THE TROUBLE WITH HUSTLE CULTURE
I want to address Hustle Culture today because this is something that I’ve become increasingly aware of in online coaching spaces.
The idea that our productivity is measurable.
Or that if you work harder and faster and more that somehow your value increases.
It’s the message that if we just keep pushing through hard stuff, we’ll be met with success on the other side. It’s the quotes on Instagram that encourage us to ‘rise and grind’ or ‘Don’t stop when you’re tired, stop when you’re done’.
The reality is that lessons on the dangers of hustle culture and quotes like these are often learned by burnout. This message, which is often found in the entrepreurial world, dominated by masculine voices, lacks so much nuance, context and real life grounding.

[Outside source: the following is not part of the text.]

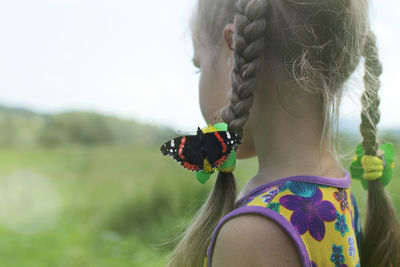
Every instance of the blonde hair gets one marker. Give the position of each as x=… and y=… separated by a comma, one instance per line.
x=319, y=45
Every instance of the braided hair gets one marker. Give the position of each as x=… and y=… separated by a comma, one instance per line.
x=381, y=241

We are sweeping these pressurised ideas of what it means to achieve success or go after our dreams over the lives of real people with a huge spectrum of differing responsibilities, of access, of mental health needs, of time constraints, of financial obstacles, of physical abilities. And when we hold this culture up as the one that is the pinnacle, and fob all of that contextual stuff off as ‘excuses’ then the damage is absolutely real.
It leaves people questioning their worth, the value of what they have to offer, their ability to do things, their competency and it quashes their passion, their desires and their motivation. Hustle culture has a temporary dopamine hit of motivation, but it’s not a sustainable way to work and it’s a toxic message to peddle.

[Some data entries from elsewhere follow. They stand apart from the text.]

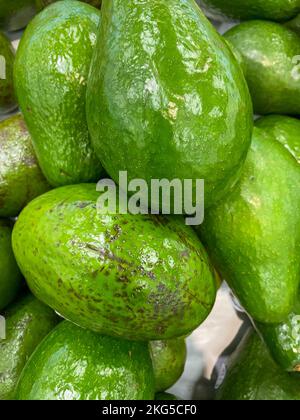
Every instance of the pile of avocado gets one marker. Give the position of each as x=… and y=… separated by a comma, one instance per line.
x=98, y=305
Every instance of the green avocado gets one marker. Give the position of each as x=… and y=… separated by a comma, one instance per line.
x=271, y=65
x=21, y=179
x=10, y=278
x=27, y=323
x=166, y=99
x=278, y=10
x=168, y=359
x=284, y=129
x=7, y=57
x=253, y=236
x=51, y=71
x=76, y=364
x=252, y=375
x=139, y=277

So today I want to talk through four ways that I see hustle culture seeping into how we are expected to work today, why it’s a troubling message and what the alternative is.
The problems with hustle culture and what the alternatives are
The first thing I want to raise about hustle culture is the idea that if you are someone who is building a business, a community or creating something to put out there and offer.
1) Feeling like you need to always be on and available.
Hustle culture is not really interested in boundaries. It talks a lot about how you can’t miss opportunities, you have to seize them no matter what and offer the very best, most responsive output to your clients, customers or community.
This idea that human beings have the capacity to always be responsive to the needs of their business is dangerous and is a quick way to send your nervous system into high alert which is a really harmful state for our bodies to be in consistently.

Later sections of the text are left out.